The challenge was making sure the 1870s cabin didn't fall apart.
But after five months of restoration, Old Cowtown handed over the key to the Heller Cabin to Wichita Mayor Carl Brewer Saturday morning.
The cabin now stands at the entrance to the living history museum, which recreates part of Wichita from the same era.
The cabin, donated by the estate of Wichita resident Donna Heller, was originally built by Civil War veteran Leonhard Hoffman in the town of Elmo.
Heller's cabin is ranked by historic preservationists as one of the nation's top 10 structures remaining from that era.
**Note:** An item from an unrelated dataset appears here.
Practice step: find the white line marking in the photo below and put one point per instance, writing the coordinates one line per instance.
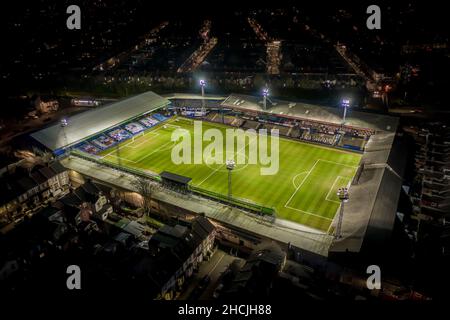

But the cabin stood at the back entrance in bubble wrap for seven years.
The City Council approved moving it in March, and the Cowtown board financed the project with help from private donations.
"The biggest challenge was moving it across the park without it falling apart," said Eric Swenson of Dondlinger Construction, following Saturday's opening ceremonies.
Although considered what Cowtown assistant curator Teddie Barlow called "an excellent example of high quality workmanship for the time," 130 years had taken its toll.
Two of the rotting logs had to be replaced, Swenson said, and special bracing kept the cabin upright during its renovation.
Contractors also had to figure out how to fill gaps between the logs — a process called chinking — while trying to keep as close to materials of the era as possible.
Dondlinger ended up using a mixture of white Portland cement, lime and river sand to fill the gaps.
"It took a lot of planning and careful attention to detail," David Dennis, president of the Cowtown board, told the group Saturday.
Brewer said he often begins public speeches to groups about Wichita's rich history, which dates to 1870.
"What a better way to preserve that when you walk into Old Cowtown and see a real cabin from 1870," Brewer said.